Suppose that if the block were at rest at the equilibrium point you were to displace it, say, towards the left-hand spring by a small amount x. Each spring is going to react with some force. What would be the net force required to make the displacement? How does that compare to what a single spring would do?

3. May 18, 2011

### Gold3nlily

This may sound silly but wouldn't they cancel each other out becasue they are pulling from opposite directions?

hmm...

One would be pushing (KE?), and one would be pulling (PE?).
Maybe I am to use energy conservation?
There are no external forces, so then Emec is conserved.
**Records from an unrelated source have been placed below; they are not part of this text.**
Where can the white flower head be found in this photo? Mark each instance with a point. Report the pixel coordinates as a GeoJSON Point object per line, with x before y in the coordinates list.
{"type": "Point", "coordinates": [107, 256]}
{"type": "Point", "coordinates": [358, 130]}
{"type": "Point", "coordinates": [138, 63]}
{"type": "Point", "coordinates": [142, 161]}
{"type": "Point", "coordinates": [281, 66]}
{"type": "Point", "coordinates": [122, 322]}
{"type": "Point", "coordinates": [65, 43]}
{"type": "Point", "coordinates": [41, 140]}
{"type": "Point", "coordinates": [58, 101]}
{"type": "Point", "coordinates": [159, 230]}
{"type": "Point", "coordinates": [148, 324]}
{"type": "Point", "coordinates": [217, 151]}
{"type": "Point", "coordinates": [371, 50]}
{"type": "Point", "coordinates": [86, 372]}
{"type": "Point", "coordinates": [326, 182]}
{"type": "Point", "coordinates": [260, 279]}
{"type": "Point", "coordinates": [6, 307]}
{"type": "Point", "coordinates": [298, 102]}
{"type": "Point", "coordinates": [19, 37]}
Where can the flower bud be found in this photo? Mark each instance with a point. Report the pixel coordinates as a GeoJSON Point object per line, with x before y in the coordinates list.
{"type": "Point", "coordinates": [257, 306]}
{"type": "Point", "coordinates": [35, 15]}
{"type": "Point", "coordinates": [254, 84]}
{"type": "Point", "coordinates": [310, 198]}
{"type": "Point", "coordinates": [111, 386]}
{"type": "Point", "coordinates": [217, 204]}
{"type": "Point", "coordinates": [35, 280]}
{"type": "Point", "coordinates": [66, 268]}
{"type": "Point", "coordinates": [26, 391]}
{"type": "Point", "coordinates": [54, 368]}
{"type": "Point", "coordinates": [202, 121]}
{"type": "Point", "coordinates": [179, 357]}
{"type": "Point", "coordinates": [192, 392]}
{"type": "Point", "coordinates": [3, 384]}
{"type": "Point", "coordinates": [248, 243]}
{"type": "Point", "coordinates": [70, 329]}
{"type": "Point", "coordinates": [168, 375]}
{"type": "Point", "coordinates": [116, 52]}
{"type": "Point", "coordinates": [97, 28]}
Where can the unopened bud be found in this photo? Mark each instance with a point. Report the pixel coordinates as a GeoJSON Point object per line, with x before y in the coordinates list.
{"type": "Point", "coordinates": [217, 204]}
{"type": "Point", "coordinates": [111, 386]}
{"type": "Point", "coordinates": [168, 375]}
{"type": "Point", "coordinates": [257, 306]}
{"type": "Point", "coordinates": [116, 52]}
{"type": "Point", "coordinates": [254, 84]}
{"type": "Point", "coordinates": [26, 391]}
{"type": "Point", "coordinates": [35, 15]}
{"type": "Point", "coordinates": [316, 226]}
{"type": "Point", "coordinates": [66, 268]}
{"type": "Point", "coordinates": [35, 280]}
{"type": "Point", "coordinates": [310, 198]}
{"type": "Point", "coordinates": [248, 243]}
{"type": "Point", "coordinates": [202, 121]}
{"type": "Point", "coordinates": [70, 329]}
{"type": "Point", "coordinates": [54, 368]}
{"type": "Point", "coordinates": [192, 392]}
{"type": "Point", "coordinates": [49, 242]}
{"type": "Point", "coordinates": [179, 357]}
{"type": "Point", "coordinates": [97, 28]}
KE = 1/2* K (Xm)2 sin2(wt + :theta:)
U(t)= 1/2* k (Xm)2cos2(wt + :theta:)

but it would be difficult to get "w" out of those functions. Is there a better way to do this?

4. May 18, 2011

### Staff: Mentor

One will be pulling and one will be pushing, yes. But pay attention to the directions of the forces that result! If the displacement x is to the left the spring on the left, being compressed, will push to the right. Meanwhile, the spring on the right, being stretched, will pull to the right. So both forces are to the right, opposite the direction of the displacement.

5. May 18, 2011

### Gold3nlily

Okay, so my guess is that I look at hook's law: F= -Kd
If the forces are moving together then -->
2F = -kd
so K will be half the size.

So then I apply that to this equation:
w = sq(.5k/21) = 2.39
f = w/(2pi) = (2.39/(2pi)) = 0.380 s-1??

6. May 18, 2011

### Staff: Mentor

No, the force is doubled. F = -2Kd.

What, then, is the effective spring constant?